Voir le jour (Latex catedra)

Ce moment, personne ne s'en souvient. A-t-il seulement existé ? Il n'y avait ni dehors, ni dedans. Ta mère et toi ne formiez qu'un seul être vivant. Puis tu as vu le jour. Tu as ouvert la porte de la caverne, de la matrice, de l'utérus, tu as ouvert la porte du dehors et les choses te sont apparues, nues et violentes comme une évidence. La lumière t'a blessée. Elle blesse souvent les gens sensibles. Tu as hurlé. Et depuis tu es seule. Tu grandis seule, tu vis seule, tu souffres seule.
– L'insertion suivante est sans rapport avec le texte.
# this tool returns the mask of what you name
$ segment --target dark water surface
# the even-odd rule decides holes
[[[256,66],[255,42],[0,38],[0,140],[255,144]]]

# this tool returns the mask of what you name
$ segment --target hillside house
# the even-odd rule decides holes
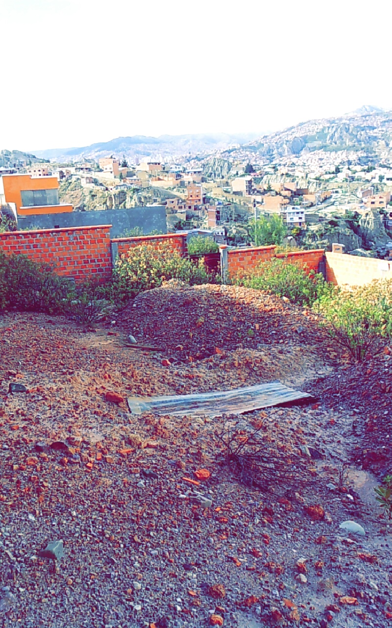
[[[284,210],[286,224],[288,227],[300,227],[304,229],[305,225],[305,209],[296,205],[290,205]]]
[[[250,196],[252,190],[252,176],[237,176],[231,181],[231,191],[233,194],[241,196]]]
[[[3,175],[0,177],[0,204],[15,203],[18,216],[72,212],[69,203],[58,200],[56,176]]]
[[[42,163],[33,163],[26,171],[31,176],[48,176],[49,174],[48,166],[44,166]]]
[[[391,193],[381,192],[379,194],[369,195],[364,198],[363,195],[363,200],[364,204],[369,209],[386,209],[387,205],[391,200]]]

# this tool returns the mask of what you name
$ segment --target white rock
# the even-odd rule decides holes
[[[349,520],[348,521],[343,521],[339,527],[342,530],[352,532],[353,534],[361,534],[361,536],[364,536],[366,534],[366,532],[362,526],[360,526],[359,523],[356,523],[355,521],[351,521]]]

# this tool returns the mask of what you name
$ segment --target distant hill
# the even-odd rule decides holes
[[[0,151],[0,167],[12,168],[14,164],[18,164],[19,161],[38,161],[35,155],[29,153],[22,153],[21,151]]]
[[[50,148],[35,151],[38,157],[52,160],[75,161],[79,158],[117,157],[132,159],[137,157],[185,156],[191,153],[213,151],[233,144],[241,144],[254,139],[258,133],[201,133],[187,135],[161,135],[158,138],[144,135],[116,138],[109,142],[98,142],[88,146],[73,148]]]
[[[315,150],[336,152],[362,151],[374,156],[391,153],[392,156],[392,111],[364,106],[341,117],[323,118],[300,122],[283,131],[265,135],[241,146],[241,152],[228,151],[228,158],[244,153],[269,159],[299,155]],[[221,156],[225,158],[226,153]]]

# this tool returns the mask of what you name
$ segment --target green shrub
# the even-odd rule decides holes
[[[287,227],[281,216],[272,214],[268,218],[262,216],[256,221],[250,220],[249,237],[255,246],[281,244],[287,233]]]
[[[335,288],[314,306],[331,335],[359,362],[376,352],[382,339],[392,335],[392,279]]]
[[[273,259],[262,262],[256,269],[236,278],[234,283],[285,296],[294,303],[311,306],[328,288],[322,274],[309,275],[305,269],[285,259]]]
[[[390,521],[392,519],[392,475],[386,475],[383,484],[376,487],[374,490],[380,508],[383,509],[385,516]]]
[[[194,284],[209,283],[215,278],[206,271],[203,260],[194,264],[167,242],[141,244],[117,259],[109,290],[113,300],[124,302],[170,279]]]
[[[68,300],[68,313],[74,316],[83,325],[96,322],[102,313],[107,300],[104,286],[86,281],[75,288]]]
[[[218,253],[219,246],[213,238],[203,236],[194,236],[188,243],[189,255],[203,255],[207,253]]]
[[[21,311],[62,313],[72,293],[72,282],[53,267],[24,255],[0,256],[0,306]]]

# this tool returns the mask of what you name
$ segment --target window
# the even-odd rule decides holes
[[[21,192],[22,206],[58,205],[58,190],[23,190]]]

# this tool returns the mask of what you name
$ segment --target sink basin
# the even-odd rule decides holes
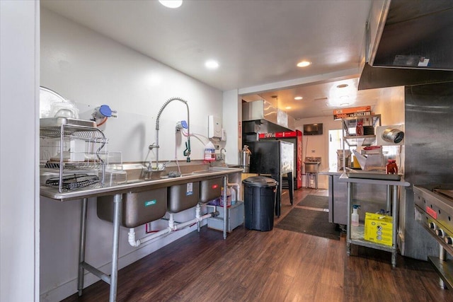
[[[113,196],[98,197],[98,217],[113,222]],[[135,228],[162,218],[167,210],[167,188],[122,194],[122,218],[120,223]]]
[[[168,187],[167,209],[178,213],[197,205],[200,198],[200,182],[190,182]]]

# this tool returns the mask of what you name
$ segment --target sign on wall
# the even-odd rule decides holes
[[[333,110],[333,120],[350,117],[363,117],[365,115],[371,115],[371,106],[354,107]]]

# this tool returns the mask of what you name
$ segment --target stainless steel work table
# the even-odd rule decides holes
[[[118,246],[120,236],[120,222],[122,219],[122,194],[130,192],[142,192],[149,190],[167,187],[173,185],[180,185],[188,182],[188,180],[195,182],[206,179],[223,177],[224,187],[226,187],[227,176],[231,174],[241,173],[242,169],[236,168],[215,167],[205,173],[189,173],[179,178],[161,178],[154,180],[147,180],[138,182],[125,183],[110,187],[86,187],[59,193],[58,189],[47,186],[41,186],[40,194],[59,202],[82,199],[81,211],[80,238],[79,246],[79,273],[78,291],[79,296],[81,296],[84,289],[84,269],[88,270],[101,280],[110,284],[109,301],[116,301],[117,281],[118,271]],[[240,177],[239,177],[240,179]],[[226,195],[225,190],[224,194]],[[115,203],[113,214],[113,242],[112,244],[112,268],[110,275],[107,275],[96,267],[85,262],[85,243],[86,234],[86,214],[88,198],[99,196],[113,195]],[[226,200],[226,196],[224,196]],[[226,217],[226,202],[224,202],[224,217]],[[224,219],[224,238],[226,238],[226,219]]]
[[[391,252],[391,265],[393,267],[396,266],[396,255],[398,252],[396,238],[398,233],[398,215],[399,207],[399,197],[398,194],[398,187],[408,187],[411,184],[403,180],[386,180],[367,178],[349,178],[345,173],[340,176],[340,181],[348,182],[348,226],[346,236],[346,248],[348,255],[351,253],[351,244],[372,248],[377,250],[385,250]],[[367,241],[364,239],[365,226],[356,227],[355,231],[351,228],[351,204],[352,200],[352,185],[354,184],[374,184],[382,185],[387,187],[387,211],[391,208],[392,217],[392,245],[388,246],[379,243]]]

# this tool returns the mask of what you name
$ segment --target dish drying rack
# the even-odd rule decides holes
[[[41,172],[53,176],[45,180],[45,185],[57,187],[60,193],[104,186],[107,139],[94,122],[40,119],[40,139]]]

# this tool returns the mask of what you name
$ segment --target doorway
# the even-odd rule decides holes
[[[341,165],[341,163],[337,163],[337,150],[343,150],[343,131],[336,129],[328,131],[328,169],[336,170],[337,165]]]

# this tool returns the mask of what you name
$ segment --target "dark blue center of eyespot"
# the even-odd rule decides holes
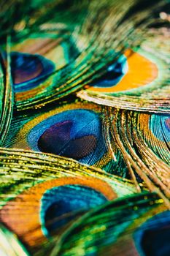
[[[127,59],[121,56],[118,60],[111,64],[105,75],[96,80],[91,86],[94,87],[112,87],[120,81],[128,71]]]
[[[15,92],[37,86],[54,69],[54,64],[40,55],[11,53],[11,70]]]
[[[45,236],[107,201],[100,192],[85,186],[65,185],[47,190],[42,198],[40,219]]]
[[[134,239],[142,255],[170,255],[170,211],[147,220],[135,232]]]
[[[77,109],[49,117],[28,135],[32,149],[73,158],[93,165],[106,152],[99,116]]]
[[[170,116],[152,115],[149,125],[152,133],[158,140],[170,142]]]
[[[87,157],[96,148],[93,135],[71,139],[72,121],[57,123],[47,129],[39,138],[38,147],[41,151],[63,155],[75,159]]]

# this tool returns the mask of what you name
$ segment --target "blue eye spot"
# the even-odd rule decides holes
[[[127,59],[122,55],[118,60],[111,64],[107,70],[107,73],[98,78],[91,86],[94,87],[112,87],[118,83],[128,72]]]
[[[38,54],[11,53],[12,78],[15,92],[39,86],[55,70],[54,64]]]

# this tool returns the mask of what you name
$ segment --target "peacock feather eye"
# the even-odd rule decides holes
[[[16,93],[31,90],[43,83],[55,70],[55,64],[37,54],[11,53],[12,77]]]
[[[93,83],[94,88],[107,88],[115,86],[128,72],[128,67],[127,58],[122,55],[117,61],[109,65],[107,69],[105,75],[101,76],[96,83]]]
[[[97,164],[107,153],[100,111],[80,102],[59,107],[24,124],[13,146]]]
[[[126,91],[142,89],[143,86],[151,84],[158,75],[155,60],[148,57],[144,52],[128,50],[110,65],[106,74],[88,90],[108,94],[120,91],[123,94]]]
[[[48,189],[41,200],[42,232],[48,237],[72,219],[107,201],[102,194],[85,186],[65,185]]]
[[[0,256],[170,255],[169,13],[0,1]]]
[[[35,126],[27,140],[34,150],[90,165],[105,152],[99,116],[88,110],[67,110],[53,116]]]

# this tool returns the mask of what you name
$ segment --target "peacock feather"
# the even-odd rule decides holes
[[[0,255],[169,256],[169,0],[0,10]]]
Alors tu construis des cabanes pour t'y lover en douceur.

Ce moment, personne ne s'en souvient. A-t-il seulement existé ? Il n'y avait ni nous, ni eux, ni riches ni pauvres, ni propriétaires ni propriétés. Ton peuple et toi ne formiez qu'une seule et même tribu. La nature n'appartenait à personne. Les poissons remontaient librement la rivière. On baisait sans honte dans la nef des cathédrales boisées. Puis la guerre a éclaté. Il y avait eux, il y avait nous, des mots pour dire eux, des mots pour dire nous, et des mots pour ordonner la nature avant de l'exploiter. Alors tu construis des cabanes pour y trouver refuge.